Jeśli interesuje Cię taka tematyka to zapraszamy do zapisania sie do naszego newsletttera.
2025-11-16
W artykule przyglądamy się kluczowym zmianom w produkcji i recyklingu tworzyw sztucznych w Unii Europejskiej — od regulacji, przez technologiczne wymagania, po wpływ na rynek i gospodarkę.
W ostatnich latach w Plastics Europe oraz w instytucjach European Commission nasila się presja na sektor tworzyw sztucznych w kierunku gospodarki o obiegu zamkniętym. Według danych za 2023 rok produkcja tworzyw sztucznych w Unii Europejskiej spadła o 8,3 % — podczas gdy globalna produkcja w tym czasie wzrosła o około 3,3 %. Nie chodzi tylko o ograniczanie ilości materiałów — ważne są także zmiany jakościowe: opakowania mają być projektowane tak, by nadawały się do ponownego użycia lub recyklingu, a także by zawierały coraz większy udział materiałów pochodzących z odzysku. Wprowadzany jest mechanizm rozszerzonej odpowiedzialności producenta (ROP), systemy kaucyjne oraz ograniczenie nadmiaru opakowań. „Coraz mocniej stawiane granice nieskrępowanej produkcji opakowań zmuszają do głęboko przemyślanych zmian w ofercie” — zauważa branża, komentując nadciągające ramy prawne i regulacyjne. Zmiany regulacyjne oznaczają, że przedsiębiorcy, producenci opakowań i przetwórcy muszą przyjmować nowe standardy i często inwestować w technologie, by sprostać przyszłym wymaganiom — zarówno pod kątem zgodności z prawem, jak i efektywności operacyjnej.

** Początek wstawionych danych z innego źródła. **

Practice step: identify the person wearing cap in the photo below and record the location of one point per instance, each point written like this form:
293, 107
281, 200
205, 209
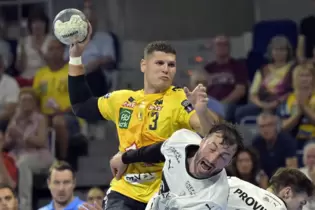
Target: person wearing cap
227, 77
272, 83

„System kaucyjny, potem ROP, recyklat i walka z nadmiarem opakowań”
W 2023 roku udział UE w globalnej produkcji tworzyw sztucznych zmniejszył się do około 12,3 %, podczas gdy dekadę temu wynosił około 14–15 %. Przyczyną jest m.in. wyższy koszt produkcji w Europie — energia, praca, normy środowiskowe — oraz rosnący import surowców i gotowych wyrobów z regionów o łagodniejszych regulacjach. Dla polskiego rynku dodatkowym problemem jest spadek popytu w kluczowych sektorach takich jak motoryzacja czy budownictwo — przykładowo po siedmiu miesiącach danego roku produkcja i przetwórstwo tworzyw sztucznych w Polsce spadły o 18,6 % w porównaniu z analogicznym okresem poprzedniego roku. W obszarze recyklingu również widać intensyfikację działań — branża wskazuje, że odchodzenie od tworzyw kopalnych na rzecz materiałów pochodzących z recyklingu lub biotworzyw staje się istotnym trendem. Te dane sygnalizują, że rynek tworzyw sztucznych przechodzi głęboką transformację. Kluczowe będzie to, kto szybciej zaadaptuje się do nowych warunków regulacyjnych, technologicznych i konkurencyjnych.
„Branża przewiduje, że będzie stopniowo odchodzić od tworzyw sztucznych z surowców kopalnych”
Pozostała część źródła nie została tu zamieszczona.